Success story # Highlights:
- Industry sector: Automotive, Aerospace
- Key codes used: Nek5000
Organisations & Codes Involved:
The Swedish e-Science Research Centre (SeRC) is a national e-science initiative, funded by the Swedish government Strategic Research Area Initiative, dedicated to provide e-infrastructure support and to improve important e-science software on future HPC platforms. The largest part of this support is provided by giving researchers access to the national computational experts and infrastructure and to promote collaboration between scientific experts and computational experts.
Nek5000 is an open-source code for the simulation of incompressible flows. Nek5000 is widely used in a broad range of applications, including the study of thermal hydraulics in nuclear reactor cores, the modelling of ocean currents, and the simulation of combustion in mechanical engines.
Topic of collaboration:
Collaboration between EXCELLERAT and SeRC is concentrated on improving the performance of the Nek5000 programme and getting Nek5000 ready to run on future hardware. There is a common interest in developing this CFD solver as it is the reference code for both EXCELLERAT and SESSI, which is one of the SeRC’s research communities. This scientific code allows to perform high-fidelity simulations of relatively complex and industrially relevant flows. It shows as well very good parallel scaling properties making it a good candidate for Exascale computing.
In particular, it was necessary to port and optimise Nek5000 on GPU systems, specifically systems using hardware provided by NVIDIA and AMD. As part of the collaboration, it was necessary to examine the best practices in porting the code to the different software environments provided by AMD and NVIDIA and look at ways to re-use and standardise the work required due to the different hardware and software.
Results of collaboration:
The first achievement of the collaboration between EXCELLERAT and SeRC was the extension of the CPU version of Nek5000 to run on NVIDIA GPUs using OpenACC directives.
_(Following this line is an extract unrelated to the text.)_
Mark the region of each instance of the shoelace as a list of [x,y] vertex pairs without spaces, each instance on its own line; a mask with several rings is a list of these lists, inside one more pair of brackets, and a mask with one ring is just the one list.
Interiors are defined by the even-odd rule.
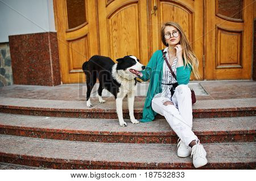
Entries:
[[196,146],[197,146],[196,149],[194,149],[192,150],[192,151],[191,152],[191,156],[190,157],[190,158],[192,158],[192,155],[193,154],[195,154],[196,152],[197,152],[197,150],[199,149],[199,147],[200,147],[200,146],[199,146],[199,145],[200,145],[199,144],[200,144],[200,140],[196,140]]
[[180,140],[180,138],[179,138],[177,142],[178,142],[178,144],[177,144],[177,148],[179,149],[179,147],[180,146],[180,147],[181,147],[181,145],[182,145],[182,144],[181,144],[182,141]]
The results showing the performance of the two versions are given in Fig. 1.
After profiling the OpenACC version it was found that the directive approach was creating some inefficient small kernels. After merging some kernels by rewriting them in CUDA, a significant reduction of their total runtime was achieved, for example for calculations running on A100 machines replacing 6 OpenACC kernels in a loop with a single CUDA Fortran call reduced the runtime from 800 µs to 200 µs.
Also, as part of the profiling work, several routines were found to have significant bank conflicts when certain input was used. When these were removed the duration of the affected kernels improved by around 20%.
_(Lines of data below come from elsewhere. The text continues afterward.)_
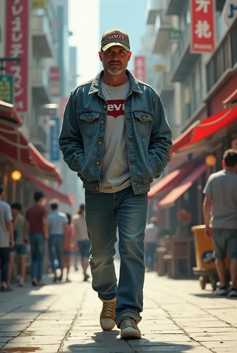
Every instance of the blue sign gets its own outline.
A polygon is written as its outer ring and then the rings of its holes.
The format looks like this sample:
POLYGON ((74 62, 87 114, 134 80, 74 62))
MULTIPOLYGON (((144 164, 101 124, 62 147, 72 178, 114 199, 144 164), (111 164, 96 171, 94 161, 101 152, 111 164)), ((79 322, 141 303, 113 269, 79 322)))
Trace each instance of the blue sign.
POLYGON ((60 132, 60 118, 54 117, 50 119, 50 160, 59 162, 60 151, 58 146, 58 136, 60 132))

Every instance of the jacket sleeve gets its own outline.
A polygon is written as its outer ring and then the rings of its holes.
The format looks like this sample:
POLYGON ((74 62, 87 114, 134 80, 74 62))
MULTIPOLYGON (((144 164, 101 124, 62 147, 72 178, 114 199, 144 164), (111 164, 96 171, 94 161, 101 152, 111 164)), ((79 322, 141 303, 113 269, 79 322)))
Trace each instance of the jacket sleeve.
POLYGON ((160 96, 157 95, 154 105, 154 118, 148 153, 154 170, 154 178, 159 178, 170 160, 172 134, 160 96))
POLYGON ((58 143, 64 161, 70 169, 78 172, 80 161, 84 156, 84 149, 72 93, 65 108, 58 143))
In addition to the OpenACC version, an OpenMP version using GPU offload has been created to enable Nek5000 to run on AMD GPUs. This is necessary due to the poor support for OpenACC provided by the AMD toolchain. The OpenMP version has currently a similar performance as the OpenACC version.
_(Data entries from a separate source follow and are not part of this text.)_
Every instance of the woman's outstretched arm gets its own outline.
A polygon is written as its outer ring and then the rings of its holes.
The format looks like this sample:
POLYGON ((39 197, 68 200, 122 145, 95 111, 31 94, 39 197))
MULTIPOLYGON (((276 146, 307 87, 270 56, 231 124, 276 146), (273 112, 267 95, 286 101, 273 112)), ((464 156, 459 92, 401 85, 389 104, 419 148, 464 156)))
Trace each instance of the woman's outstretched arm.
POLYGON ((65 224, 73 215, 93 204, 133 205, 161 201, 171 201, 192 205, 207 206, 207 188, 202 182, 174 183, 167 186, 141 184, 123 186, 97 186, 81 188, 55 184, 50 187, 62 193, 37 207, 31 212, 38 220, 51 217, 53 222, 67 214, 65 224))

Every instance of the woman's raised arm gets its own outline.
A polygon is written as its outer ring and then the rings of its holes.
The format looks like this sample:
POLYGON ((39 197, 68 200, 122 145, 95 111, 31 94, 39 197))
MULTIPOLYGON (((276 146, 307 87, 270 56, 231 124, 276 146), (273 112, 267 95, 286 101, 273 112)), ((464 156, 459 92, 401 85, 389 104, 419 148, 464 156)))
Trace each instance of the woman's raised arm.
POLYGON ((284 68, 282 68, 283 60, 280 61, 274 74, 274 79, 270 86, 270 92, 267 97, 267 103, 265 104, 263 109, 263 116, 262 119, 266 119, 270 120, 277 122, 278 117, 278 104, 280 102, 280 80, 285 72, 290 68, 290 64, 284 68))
What did we manage to do together that we could not have done separately?
Before the start of the collaboration, it was only possible to run Nek5000 on CPU systems. The very good parallel scaling of the CPU version allowed the problem to scale to a large number of CPU cores, but it is clear that to run on Exascale machines it would be necessary to update Nek5000 so that it could run on GPU nodes.
In addition, the OpenACC support using the AMD toolchain is poor. Similarly, the support for OpenMP with GPU offload with the NVIDIA toolchain is also poor, so it is required to create both an OpenACC version and a version using OpenMP with GPU offload, to ensure that Nek5000 can run efficiently on both AMD and NVIDIA systems.
As a result of the collaboration, we created GPU implementations using both OpenACC and OpenMP of Nek5000, ensuring that Nek5000 is ready for use on Exascale architecture. The results of a pipe simulation experiment performed on the JUWLES Booster at Jülich Supercomputing Centre (JSC), comparing OpenACC/CUDA version and CPU version (1 node has a 48 core AMD EPYC and 4 A100 GPUs) is given in Fig. 2.